Using a research network to analyse intercountry qualitative data
Dr. Lot Nyirenda, Liverpool School of Tropical Medicine. Email: lot.nyirenda@lstmed.ac.uk or nyirendalot@yahoo.co.uk
Members of the QRN, meeting in Liverpool
Analysis that is rooted in a strong understanding of the local context, the researchers’ positionality and has been developed through multiple rounds of joint discussion, is an essential part of ensuring rigor in qualitative research. Since by its nature qualitative research is interactive, collaborative and based on exploring and understanding perceptions and experiences, multi-country studies that involve such research face challenges in facilitating this process and interpreting findings across contexts.
In the UNITAID/PSI HIV Self-Testing Africa (STAR) project, we have used a Qualitative Research Network (QRN) as a method to manage and analyse qualitative research data on HIV self-testing (HIVST) collected in Malawi, Zambia and Zimbabwe. The STAR project is a large multi-country study on the impact of HIVST and includes a number of formative and exploratory qualitative studies in these three phase I countries. Among its objectives, the QRN seeks to provide a forum for qualitative research partners within the consortium to meet, exchange ideas and ensure a common approach to qualitative studies that addresses key gaps in current knowledge in HIVST scale-up. The network enables two key aspects of sound inter-country analysis that underpin our approach. First is the technical side, which involves an agreement on an analytical approach to be employed. Second is the human relations side, that adds a layer of trustworthiness and ensures such a network fulfills its mandate. I address these areas in turn.
A common analytical approach
We shared topic guides and adapted these locally, having developed a common understanding of culture and language. Contentious phrases in HIVST research around counselling, consent and coercion were discussed, translated and back translated before being discussed again by the group. Common sampling frames and data collection tools underpinned a robust comparison. Informed by the nature of the enquiry, team members selected an analytical approach. In our case, we settled for framework analysis, which we found useful for our purpose.
The framework method has clear steps and is suitable for multi-country studies. We deductively generated themes based on research questions and objectives and later added themes generated inductively from the data. (In panel 1 below, I give an example of integrating deductive and inductive perspectives). We used the themes to construct a coding framework, which we wrote into NVivo version 10. We also noted the commonalities and differences in methods across countries and how these were mapped onto each other and the overarching research goals for the wider STAR consortium. To enhance coordination, we developed a Data Management and Coding protocol which, among other things, spelt out how transcripts should be named and how additional themes can be added to the coding framework during coding.

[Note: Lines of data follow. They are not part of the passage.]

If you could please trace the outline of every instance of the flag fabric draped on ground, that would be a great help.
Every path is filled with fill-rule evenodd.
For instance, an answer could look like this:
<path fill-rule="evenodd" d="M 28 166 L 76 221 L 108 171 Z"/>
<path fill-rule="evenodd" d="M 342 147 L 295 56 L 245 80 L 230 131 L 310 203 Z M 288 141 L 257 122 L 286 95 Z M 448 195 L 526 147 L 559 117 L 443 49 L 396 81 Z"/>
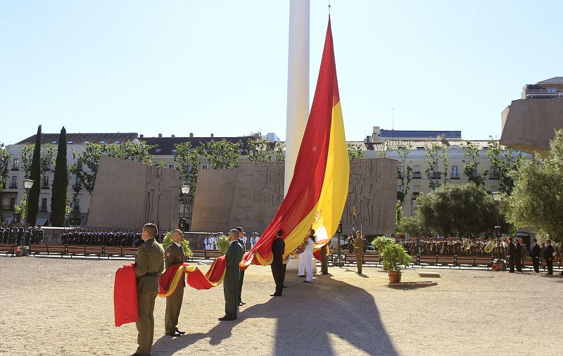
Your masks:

Panel 1: Forced testing and compassionate forced testing in the context of HIV self-tests: the case of integrating deductive and inductive perspectives
One of the themes we set out to explore and describe in the three countries was that of social harms in relation to HIV self-testing. Forced testing was an example of such harm. In one of the study countries, respondents in a focus group discussion (FGD) with community members discussing the social harm of forced testing wondered why and how forced testing was bad. They asked FGD facilitators to explain why it was bad to force one’s child, spouse or relation, explaining that it was for the good of those being forced to test because that would lead to accessing proper care and treatment.
Such understanding is something we did not anticipate and we called the phenomenon ‘compassionate forced testing (CFT)’ since the forced testing was done out of compassion for the one being ‘forced’. In the same country, some respondents argued that some people, such as house servants who look after children, must be forced to test to protect the children. We termed this ‘precautionary forced test (PFT)’ since the forced testing was done as a precautionary measure to protect the children being looked after.
Such concepts emerged from the data (hence inductive themes), were common across contexts and had an agreed definition within the network, allowing them to be incorporated into the common coding framework.
Human relations in a research network
Working as a network entails members should be in constant and productive touch. For the QRN, we engage through emails, WhatsApp, face-to-face meetings and regular skype calls. Factors such as mutual respect and benefit, trust, good communication, clear partner goals and expectations, and shared commitment to achieving goals are known to make research teams work and have been key to the success of the QRN.
Working through the QRN has enhanced our understanding that qualitative research analysis is not a one-off thing but rather begins the moment data collection starts. As such, iteration was enhanced and enriched through conversations; not just dealing with transcripts or interview notes but with people behind the collection and management of such data. Continuous engagement enriched the probing process as members suggested areas for further enquiry. Collective reflexivity among research teams was possible as they continuously reflected on the extent to which their values might have influenced the research process and outcome.
There is need to pay attention to what makes research collaborations work including trust, commitment to goals and mutual respect. Proper planning, including thorough budgeting to support members’ continued participation in the face-to-face and other meetings should be given ample thought at the onset.